Her parents and her boyfriend followed her in this linguistic transition, like many Ukrainians who now refuse to speak Russian.

Her commitment took a step forward when she published a message on social networks calling for the unbolting of the statues to the glory of Alexander Pushkin, a monument of Russian literature.

After this publication went viral, Ms. Moussienko launched an NGO for the protection of Ukrainian.

Languages ??“only develop when they live in everyday life,” she says. “If our children don’t speak Ukrainian, the language will die.”

The war left its mark on Andriï Yériomenko: “My beard has turned gray,” jokes the potbellied 53-year-old train driver, sitting in a carriage in his blue uniform.

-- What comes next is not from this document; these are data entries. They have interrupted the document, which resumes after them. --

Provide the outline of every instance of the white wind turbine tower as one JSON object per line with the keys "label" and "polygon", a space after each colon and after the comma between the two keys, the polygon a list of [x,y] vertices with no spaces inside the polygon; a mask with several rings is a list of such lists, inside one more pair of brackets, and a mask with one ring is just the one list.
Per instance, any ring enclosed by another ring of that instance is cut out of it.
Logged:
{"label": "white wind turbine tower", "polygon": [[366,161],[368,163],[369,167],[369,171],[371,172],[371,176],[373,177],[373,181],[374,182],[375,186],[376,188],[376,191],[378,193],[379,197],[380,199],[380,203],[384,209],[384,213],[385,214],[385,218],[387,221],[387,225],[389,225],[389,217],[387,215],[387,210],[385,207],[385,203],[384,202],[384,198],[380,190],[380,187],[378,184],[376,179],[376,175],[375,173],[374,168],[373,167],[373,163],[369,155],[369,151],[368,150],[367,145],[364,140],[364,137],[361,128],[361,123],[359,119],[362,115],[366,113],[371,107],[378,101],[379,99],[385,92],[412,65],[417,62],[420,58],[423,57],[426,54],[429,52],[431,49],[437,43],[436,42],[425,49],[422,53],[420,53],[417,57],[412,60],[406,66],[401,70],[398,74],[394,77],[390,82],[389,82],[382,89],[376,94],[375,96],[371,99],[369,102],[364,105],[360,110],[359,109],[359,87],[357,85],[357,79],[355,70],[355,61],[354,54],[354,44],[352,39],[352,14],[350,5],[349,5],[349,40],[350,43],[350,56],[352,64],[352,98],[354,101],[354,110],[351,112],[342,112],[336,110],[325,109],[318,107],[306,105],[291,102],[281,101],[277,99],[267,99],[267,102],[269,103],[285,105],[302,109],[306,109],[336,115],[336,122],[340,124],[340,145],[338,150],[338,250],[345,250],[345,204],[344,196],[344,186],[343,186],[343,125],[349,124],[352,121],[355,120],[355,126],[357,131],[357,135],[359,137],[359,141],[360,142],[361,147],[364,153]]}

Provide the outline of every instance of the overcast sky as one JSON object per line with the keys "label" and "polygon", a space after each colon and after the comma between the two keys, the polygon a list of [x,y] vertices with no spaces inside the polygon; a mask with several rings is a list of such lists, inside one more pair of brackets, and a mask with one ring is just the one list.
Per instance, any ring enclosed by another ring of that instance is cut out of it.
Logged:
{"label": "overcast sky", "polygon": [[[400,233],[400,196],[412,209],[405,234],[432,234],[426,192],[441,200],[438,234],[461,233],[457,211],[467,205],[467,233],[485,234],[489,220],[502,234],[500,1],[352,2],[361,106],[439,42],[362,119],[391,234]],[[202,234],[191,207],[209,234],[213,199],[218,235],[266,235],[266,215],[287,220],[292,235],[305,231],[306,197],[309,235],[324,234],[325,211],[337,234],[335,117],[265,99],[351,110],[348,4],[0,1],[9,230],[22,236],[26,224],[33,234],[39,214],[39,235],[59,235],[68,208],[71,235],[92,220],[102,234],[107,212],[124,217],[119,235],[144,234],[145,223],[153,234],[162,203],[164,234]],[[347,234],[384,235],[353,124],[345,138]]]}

The scion of a long line of Ukrainian railway workers remembers the early days after the invasion, when his team of around 20 people – including his wife – evacuated thousands of residents fleeing Kyiv.

Crammed on the station platforms, “people were scared, they were all in shock: children, dogs, cats, adults, the elderly,” he told AFP.

“We picked up everyone we could. There could be ten, twelve people in compartments designed for four”.

Once the train was filled to the maximum, then began a crossing of the country for several hours, sometimes with the lights off to avoid being spotted and targeted by the Russians.

The worst part was “frightened children and animals,” said Mr. Yeriomenko, who has worked in the railways for 34 years.

“Once something slammed in a train car and a five or six year old girl threw herself on the ground with her hands on her head, screaming it’s bombing!” he recalled.

Much criticized before the war, the Ukrainian railway company Ukrzaliznytsia continued to operate even under the bombs, allowing the evacuation of millions of people.

Many Ukrainians today refer to railway workers like Andriy Yeriomenko as “iron heroes”.

But the train driver, whose two sons are currently fighting on the front line, refuses this qualifier.

“We just did our job,” he said. “None of us has ever burned a tank, shot down a plane or killed a Russian.”